Upper Tamakoshi project makes progress on penstock installationConstruction work on the 456 megawatt run-of-the-river scheme began in 2012.
The installation of penstock pipes in the lower vertical shaft of the Upper Tamakoshi hydro project is progressing faster after suffering multiple setbacks owing to equipment breakdown and technical mishaps.
The Rs73-billion scheme, which faced scrutiny by domestic lenders and Energy Ministry and power utility officials over the past months, reported 20 percent progress in penstock installation, four months after work started. Last month, progress was recorded at 10 percent.
"We have fixed more than 80 metres of pipe in the 372-metre vertical tunnel," said project chief Bigyan Shrestha, "A crew comprising European and Indian engineers and site workers will carry on with the installation during the festival season. The contractors have added crew members to offset the impact of the absence of Nepali workers."

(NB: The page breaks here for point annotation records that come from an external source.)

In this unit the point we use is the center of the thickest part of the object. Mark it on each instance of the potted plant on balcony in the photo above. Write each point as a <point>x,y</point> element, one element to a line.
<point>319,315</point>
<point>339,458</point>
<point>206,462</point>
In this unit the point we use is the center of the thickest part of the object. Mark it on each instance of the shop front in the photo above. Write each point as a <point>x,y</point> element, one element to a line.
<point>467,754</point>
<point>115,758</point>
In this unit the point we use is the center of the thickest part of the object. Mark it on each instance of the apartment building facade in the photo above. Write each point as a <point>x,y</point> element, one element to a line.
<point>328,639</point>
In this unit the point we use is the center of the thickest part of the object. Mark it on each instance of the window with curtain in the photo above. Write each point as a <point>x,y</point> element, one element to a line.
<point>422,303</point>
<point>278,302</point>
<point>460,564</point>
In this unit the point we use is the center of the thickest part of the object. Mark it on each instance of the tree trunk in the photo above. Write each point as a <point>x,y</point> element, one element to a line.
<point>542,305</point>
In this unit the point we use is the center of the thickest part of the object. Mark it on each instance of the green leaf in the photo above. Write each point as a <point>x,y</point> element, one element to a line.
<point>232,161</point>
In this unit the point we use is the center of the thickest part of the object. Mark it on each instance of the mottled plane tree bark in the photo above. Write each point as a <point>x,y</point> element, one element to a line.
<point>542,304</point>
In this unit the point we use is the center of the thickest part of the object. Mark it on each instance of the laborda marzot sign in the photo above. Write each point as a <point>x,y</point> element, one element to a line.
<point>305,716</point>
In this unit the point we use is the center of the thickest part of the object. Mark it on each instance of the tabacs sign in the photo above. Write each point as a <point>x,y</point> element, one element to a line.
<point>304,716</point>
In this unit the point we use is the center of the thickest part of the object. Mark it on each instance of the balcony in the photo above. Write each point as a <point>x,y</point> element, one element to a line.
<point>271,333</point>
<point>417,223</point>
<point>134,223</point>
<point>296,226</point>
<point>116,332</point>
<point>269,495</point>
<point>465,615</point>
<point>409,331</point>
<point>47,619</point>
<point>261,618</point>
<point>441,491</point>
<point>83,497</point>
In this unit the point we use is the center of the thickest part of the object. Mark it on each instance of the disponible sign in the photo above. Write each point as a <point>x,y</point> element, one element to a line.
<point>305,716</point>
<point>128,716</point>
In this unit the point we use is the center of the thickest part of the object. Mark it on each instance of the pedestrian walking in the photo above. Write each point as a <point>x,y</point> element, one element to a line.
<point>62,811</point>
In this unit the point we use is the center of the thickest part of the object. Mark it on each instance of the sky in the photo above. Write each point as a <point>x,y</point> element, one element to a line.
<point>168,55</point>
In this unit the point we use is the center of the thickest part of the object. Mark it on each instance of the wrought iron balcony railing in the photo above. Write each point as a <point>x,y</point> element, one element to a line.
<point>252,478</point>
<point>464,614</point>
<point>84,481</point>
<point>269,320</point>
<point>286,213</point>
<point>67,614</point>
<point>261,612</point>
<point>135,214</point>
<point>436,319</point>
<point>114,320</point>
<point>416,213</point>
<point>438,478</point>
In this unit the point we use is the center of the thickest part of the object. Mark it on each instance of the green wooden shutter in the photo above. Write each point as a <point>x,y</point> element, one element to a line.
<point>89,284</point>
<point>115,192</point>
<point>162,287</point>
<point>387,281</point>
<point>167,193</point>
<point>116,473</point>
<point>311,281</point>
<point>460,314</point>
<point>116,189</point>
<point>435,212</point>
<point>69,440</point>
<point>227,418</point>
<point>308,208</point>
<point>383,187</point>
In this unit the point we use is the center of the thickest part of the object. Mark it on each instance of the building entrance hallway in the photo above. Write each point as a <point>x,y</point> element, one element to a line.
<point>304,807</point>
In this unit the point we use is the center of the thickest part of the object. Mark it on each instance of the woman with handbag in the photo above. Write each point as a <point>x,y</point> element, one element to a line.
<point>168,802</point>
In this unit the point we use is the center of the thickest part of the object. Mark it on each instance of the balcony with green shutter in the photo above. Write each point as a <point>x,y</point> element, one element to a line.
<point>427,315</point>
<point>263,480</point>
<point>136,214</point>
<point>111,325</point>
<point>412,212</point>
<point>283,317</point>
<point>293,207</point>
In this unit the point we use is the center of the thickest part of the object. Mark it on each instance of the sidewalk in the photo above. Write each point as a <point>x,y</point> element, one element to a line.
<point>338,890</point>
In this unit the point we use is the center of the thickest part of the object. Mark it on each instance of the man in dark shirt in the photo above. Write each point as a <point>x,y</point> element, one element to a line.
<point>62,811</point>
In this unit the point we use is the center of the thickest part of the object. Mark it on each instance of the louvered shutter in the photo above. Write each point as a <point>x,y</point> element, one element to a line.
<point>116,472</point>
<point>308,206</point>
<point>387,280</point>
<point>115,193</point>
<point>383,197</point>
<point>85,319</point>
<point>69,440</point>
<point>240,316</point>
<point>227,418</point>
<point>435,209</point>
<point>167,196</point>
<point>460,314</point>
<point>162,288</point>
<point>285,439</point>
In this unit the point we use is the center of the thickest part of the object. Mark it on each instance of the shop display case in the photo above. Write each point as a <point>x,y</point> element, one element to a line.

The Upper Tamakoshi Hydroelectric Project located in Dolakha is Nepal's largest under-construction hydropower plant. Construction work on the 456 megawatt run-of-the-river scheme began in 2012.
Fitting the pipes in the lower shaft is considered to be the most challenging part of the hydro-mechanical component of the project. Work crews have to rope, crane down and fix 74 pipe sections, each weighing 27 tonnes, in the vertical shaft, through which water will be conveyed at high speed into the turbines.
"At present, 16 of the pipes are in place and have been fixed, while work has been expedited at the upper tunnel," said Shrestha. However, at the current pace of installation, they are likely to miss the February 2020 completion deadline.
Five months remain for the revised deadline to expire; and at the rate of four pipes a month, it will take more than 14 months to fit the rest of the pipes.
Project officials say otherwise. “We have witnessed 10 percent progress in the last month; and work will move faster in the coming days as less time will be needed to fit the pipes in the upper part of the tunnel,” said Shrestha. “Installing the first 20 pipe sections consumed a lot of time owing to the need for precision.”
Last year, after Texmaco, the Indian contractor assigned to implement the hydro-mechanical component, admitted that installing the massive pipes was beyond its scope, the Nepal Electricity Authority brought in Austrian company Andritz Hydro to execute the task.
The Austrian contractor also suffered a setback due to crane failure. Work at the site resumed in June after a six-month break.
While the powerhouse and the dam are ready to be commissioned, officials say the project is incurring losses amounting to Rs40 million in interest expenses and power sales per day following delays in fitting the penstock pipes.
The domestically financed and role model scheme has encountered funding gaps and cost escalations, drawing criticism from stakeholders.
In June, the project urged the major lenders—Nepal Telecom, Citizen Investment Trust, Rastriya Beema Sansthan and Employees Provident Fund—to inject another Rs7 billion into the project.
Over the years, the project's price tag has swelled to Rs73 billion, including interest on loans, from the initial cost estimate of Rs49 billion. Interest payments on long-term loans alone have jumped from Rs6.7 billion in 2016 to Rs14.42 billion in two years, and are expected to rise further.
A weakening Nepali rupee against the dollar and the euro is expected to push up the bill further.
“Although the project is being built with equity and debt in Nepali currency, the agreement with the contractors for all four major components requires the company to release payment in dollars and euros by absorbing currency fluctuation risks,” said the project office.
The Upper Tamakoshi Hydroelectric Project is touted to be of high economic importance to Nepal as it will not only make it an energy surplus country, but also cut the import of electricity from India in the dry season, thus saving billions.
As per the power utility’s preliminary annual statistics, the country paid over Rs22 billion for imported electricity in the last fiscal year.